El 12 de abril del 2026 serán las elecciones generales, no tenemos certeza sobre cuántos ni quiénes postularán, lo claro es que muchos se encuentran en campaña.
Los viajes por carretera ya muestran pintas de propaganda con aspirantes presidenciales y también al Parlamento, varios de los cuales, más que dirigirse prioritariamente al electorado –que en su mayoría aún no identifica postulantes que los entusiasmen–, enfocan sus mensajes a sus propias organizaciones políticas, dónde pretenden afirmar liderazgo y posicionarse.
Así, en la construcción de las estrategias electorales, antes de conocer a profundidad a los adversarios, votantes y a la dinámica particular que cada elección genera, toca conocerse como candidatos y partidos.
Recordemos que, a diferencia de lo ocurrido con el triunfo de García en el 2006 o de Humala en el 2011, donde ambos eran protagonistas en las encuestas con más de un año de anticipación, en el caso de Kuczynski en el 2016 y principalmente Castillo el 2021, se trató de largas carreras con atropellada al final.
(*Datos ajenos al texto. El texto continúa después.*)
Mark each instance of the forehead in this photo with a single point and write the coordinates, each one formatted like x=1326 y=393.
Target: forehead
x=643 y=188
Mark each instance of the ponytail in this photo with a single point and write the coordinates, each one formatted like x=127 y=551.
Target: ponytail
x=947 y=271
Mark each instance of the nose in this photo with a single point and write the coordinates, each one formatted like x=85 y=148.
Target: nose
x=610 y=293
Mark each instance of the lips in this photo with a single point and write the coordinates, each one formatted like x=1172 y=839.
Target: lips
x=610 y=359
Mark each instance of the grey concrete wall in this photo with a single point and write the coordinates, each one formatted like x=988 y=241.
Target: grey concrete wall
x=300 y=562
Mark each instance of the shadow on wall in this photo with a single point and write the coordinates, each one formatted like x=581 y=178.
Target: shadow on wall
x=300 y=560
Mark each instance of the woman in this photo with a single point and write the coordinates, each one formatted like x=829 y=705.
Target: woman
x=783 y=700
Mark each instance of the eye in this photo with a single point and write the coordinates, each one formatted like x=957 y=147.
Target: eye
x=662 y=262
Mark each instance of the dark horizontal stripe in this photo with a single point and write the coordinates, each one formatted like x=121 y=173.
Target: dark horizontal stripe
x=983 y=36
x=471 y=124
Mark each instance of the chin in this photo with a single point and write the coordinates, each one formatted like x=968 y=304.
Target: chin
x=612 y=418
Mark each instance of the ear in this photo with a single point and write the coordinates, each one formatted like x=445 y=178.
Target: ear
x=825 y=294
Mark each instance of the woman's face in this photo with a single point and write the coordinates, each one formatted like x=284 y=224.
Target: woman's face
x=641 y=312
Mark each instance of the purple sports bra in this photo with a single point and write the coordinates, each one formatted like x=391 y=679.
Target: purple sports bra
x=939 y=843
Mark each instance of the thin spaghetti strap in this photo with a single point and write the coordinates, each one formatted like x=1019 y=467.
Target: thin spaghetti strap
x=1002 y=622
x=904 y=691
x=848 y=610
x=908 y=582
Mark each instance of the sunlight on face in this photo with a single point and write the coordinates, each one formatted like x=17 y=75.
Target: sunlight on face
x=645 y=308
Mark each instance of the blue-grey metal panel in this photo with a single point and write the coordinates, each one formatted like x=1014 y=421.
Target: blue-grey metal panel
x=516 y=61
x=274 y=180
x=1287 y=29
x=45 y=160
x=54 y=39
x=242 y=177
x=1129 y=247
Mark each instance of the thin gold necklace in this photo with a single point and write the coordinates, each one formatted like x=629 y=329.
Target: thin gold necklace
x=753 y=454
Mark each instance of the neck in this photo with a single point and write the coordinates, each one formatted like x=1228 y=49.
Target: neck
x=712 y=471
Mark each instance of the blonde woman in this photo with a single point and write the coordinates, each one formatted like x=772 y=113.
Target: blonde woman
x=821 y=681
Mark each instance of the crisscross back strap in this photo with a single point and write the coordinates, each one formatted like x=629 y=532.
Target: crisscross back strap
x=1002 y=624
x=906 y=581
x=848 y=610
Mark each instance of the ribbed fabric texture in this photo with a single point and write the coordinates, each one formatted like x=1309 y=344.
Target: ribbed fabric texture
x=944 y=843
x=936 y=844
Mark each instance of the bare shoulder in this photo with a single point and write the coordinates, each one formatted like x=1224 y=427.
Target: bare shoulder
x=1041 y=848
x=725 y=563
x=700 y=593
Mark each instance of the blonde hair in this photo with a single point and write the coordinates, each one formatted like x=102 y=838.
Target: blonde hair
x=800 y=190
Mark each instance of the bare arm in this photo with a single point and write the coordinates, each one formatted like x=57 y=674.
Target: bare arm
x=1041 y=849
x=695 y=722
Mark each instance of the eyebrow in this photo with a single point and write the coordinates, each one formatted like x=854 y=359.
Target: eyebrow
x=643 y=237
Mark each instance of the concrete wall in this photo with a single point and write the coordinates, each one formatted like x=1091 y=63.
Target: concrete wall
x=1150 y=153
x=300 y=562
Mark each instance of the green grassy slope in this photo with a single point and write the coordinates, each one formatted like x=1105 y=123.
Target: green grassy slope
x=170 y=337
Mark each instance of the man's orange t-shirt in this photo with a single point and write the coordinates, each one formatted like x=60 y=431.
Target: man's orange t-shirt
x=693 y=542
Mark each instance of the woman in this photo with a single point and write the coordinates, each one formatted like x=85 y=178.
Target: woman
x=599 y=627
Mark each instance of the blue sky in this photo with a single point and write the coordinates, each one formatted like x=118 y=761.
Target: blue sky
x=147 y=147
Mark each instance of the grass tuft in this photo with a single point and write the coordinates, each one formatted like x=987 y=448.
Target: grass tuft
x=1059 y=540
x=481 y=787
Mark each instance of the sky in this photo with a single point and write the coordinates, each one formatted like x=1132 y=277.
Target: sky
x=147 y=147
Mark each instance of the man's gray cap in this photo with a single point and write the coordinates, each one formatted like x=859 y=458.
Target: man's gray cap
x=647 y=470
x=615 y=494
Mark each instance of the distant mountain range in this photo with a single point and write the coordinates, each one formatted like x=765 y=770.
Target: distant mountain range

Las campañas son herramientas potentes que alteran el curso de prematuras preferencias medidas en encuestas, y para asegurar las candidaturas también se requieren campañas.
Como en la fábula de Esopo, la tortuga venció a la liebre porque, a falta de velocidad, contaba con estrategia y constancia. La gran ola proselitista se iniciará en noviembre, aunque la carrera ya se inició.